Mário Moreau, na sua biografia de Luiza Todi, editada em 2002, lamentava-se, e com inteira razão, que «esta extraordinária figura da nossa arte lírica ainda não teve a consagração merecida, muito embora seja, de todos os cantores portugueses e só a par de Tomás Alcaide, quem menos ficou no esquecimento.»
A distinta realizadora de rádio Margarida Lisboa também nutria por ela uma inexcedível admiração, evocando a sua memória em vários programas que manteve na Antena 2 e não se poupando a esforços no sentido de ser rendida à maior cantora lírica nascida em terras lusas a devida e justa homenagem nacional, que poderia ser levada a cabo no ducentésimo quinquagésimo aniversário do seu nascimento (2003). Infelizmente, os políticos que então estavam no poder foram moucos aos seus apelos. Atitude que, aliás, está em perfeita consonância com a falta de reconhecimento que Luiza Todi recebeu de quem governava Portugal quando viveu, confirmando a desditosa tradição lusitana, de que Camões já se queixava e bem sofreu na pele, em que se vota ao desprezo os mais valorosos e se premeia com comendas e mordomias os medíocres que bajulam os poderes e interesses instalados.
No programa "Quem?", que começou em Janeiro de 2000, foi justamente à ilustríssima cantora que Margarida Lisboa deu honras de abertura com um ciclo de vários episódios (seis, pelo menos). E para desfiar as memórias da cantora, que a realizadora redigira servindo-se dos dados biográficos compilados por Mário Moreau, foi convidada Carmen Dolores.
Quando a emérita actriz nos deixou, em Fevereiro passado, a direcção da Antena 2 bem podia ter resgatado esse admirável ciclo composto por palavras ditas (Carmen Dolores dando voz às 'memórias' da cantora, Elisa Lisboa interpretando a czarina Catarina II da Rússia, André Maia representando Napoleão Bonaparte, Álvaro Faria encarnando Beethoven, etc.), envoltas em primorosa sonorização, intercaladas com palavras cantadas (excertos de óperas que Luiza Todi interpretou). Lamentavelmente, não o fez. O realizador João Pereira Bastos, ao invés, teve a mui louvável iniciativa de preencher duas edições do seu programa "Ecos da Ribalta", emitidas em Maio, com a versão condensada e remontada desse ciclo, que Margarida Lisboa, em 2004, havia editado em CD com o título "Luísa Todi: A Cantora da Nação" e oferecera à insigne actriz.
Aqui deixamos os links dessas duas edições do programa de João Pereira Bastos, em evocação de Luiza Todi, neste Dia Mundial da Música em que se completam 188 anos sobre a sua morte, e em reiterada homenagem a outras duas distintas mulheres portuguesas: Carmen Dolores e Margarida Lisboa. Boa audição!
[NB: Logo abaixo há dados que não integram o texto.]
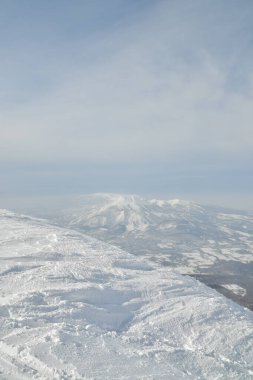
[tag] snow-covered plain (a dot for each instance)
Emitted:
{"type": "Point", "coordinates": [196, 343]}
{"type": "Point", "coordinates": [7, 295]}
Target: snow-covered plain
{"type": "Point", "coordinates": [212, 244]}
{"type": "Point", "coordinates": [72, 307]}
ECOS DA RIBALTA | 19 Mai. 2021 [>>  RTP-Play]
Carmen Dolores em "Luísa Todi: A Cantora da Nação I"

ECOS DA RIBALTA | 26 Mai. 2021 [>>  RTP-Play]
Carmen Dolores em "Luísa Todi: A Cantora da Nação II"



Sobrecapa do livro "Cantores de Ópera Portugueses: Volume I", de Mário Moreau (Livraria Bertrand, 1971)
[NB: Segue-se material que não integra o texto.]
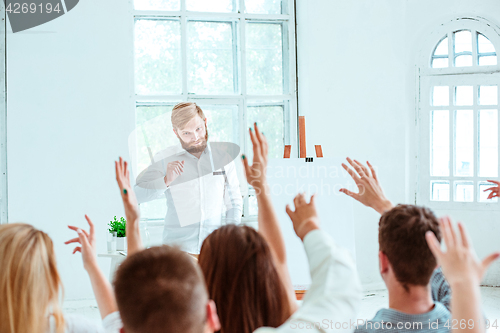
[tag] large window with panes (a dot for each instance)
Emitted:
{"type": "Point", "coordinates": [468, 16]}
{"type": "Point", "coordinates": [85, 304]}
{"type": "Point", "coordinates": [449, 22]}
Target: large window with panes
{"type": "Point", "coordinates": [234, 58]}
{"type": "Point", "coordinates": [458, 115]}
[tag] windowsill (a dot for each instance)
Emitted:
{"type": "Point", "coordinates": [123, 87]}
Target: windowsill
{"type": "Point", "coordinates": [161, 222]}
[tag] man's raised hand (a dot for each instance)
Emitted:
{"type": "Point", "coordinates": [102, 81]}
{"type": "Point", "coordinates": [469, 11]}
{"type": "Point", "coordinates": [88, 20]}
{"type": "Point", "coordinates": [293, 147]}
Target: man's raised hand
{"type": "Point", "coordinates": [304, 218]}
{"type": "Point", "coordinates": [370, 192]}
{"type": "Point", "coordinates": [256, 173]}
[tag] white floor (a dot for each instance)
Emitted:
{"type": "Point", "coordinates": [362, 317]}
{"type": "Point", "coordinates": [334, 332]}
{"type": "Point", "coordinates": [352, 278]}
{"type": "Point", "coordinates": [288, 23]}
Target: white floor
{"type": "Point", "coordinates": [371, 303]}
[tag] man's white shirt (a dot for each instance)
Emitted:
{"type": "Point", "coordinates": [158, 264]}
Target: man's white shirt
{"type": "Point", "coordinates": [199, 201]}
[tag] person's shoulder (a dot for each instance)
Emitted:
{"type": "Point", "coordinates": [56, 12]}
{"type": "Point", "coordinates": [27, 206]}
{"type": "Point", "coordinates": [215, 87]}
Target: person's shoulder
{"type": "Point", "coordinates": [77, 324]}
{"type": "Point", "coordinates": [441, 310]}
Capa do livro "Luísa Todi: 1753-1833", de Mário Moreau (Hugin Editores, 2002)
Edição comemorativa do 250.º aniversário do nascimento de Luísa Todi.
Retrato de Luiza Todi (1785, óleo sobre tela, 61.7 cm x 78.8 cm) por Marie-Louise-Élisabeth Vigée Le Brun, actualmente em exposição no Museu Nacional da Música, Lisboa.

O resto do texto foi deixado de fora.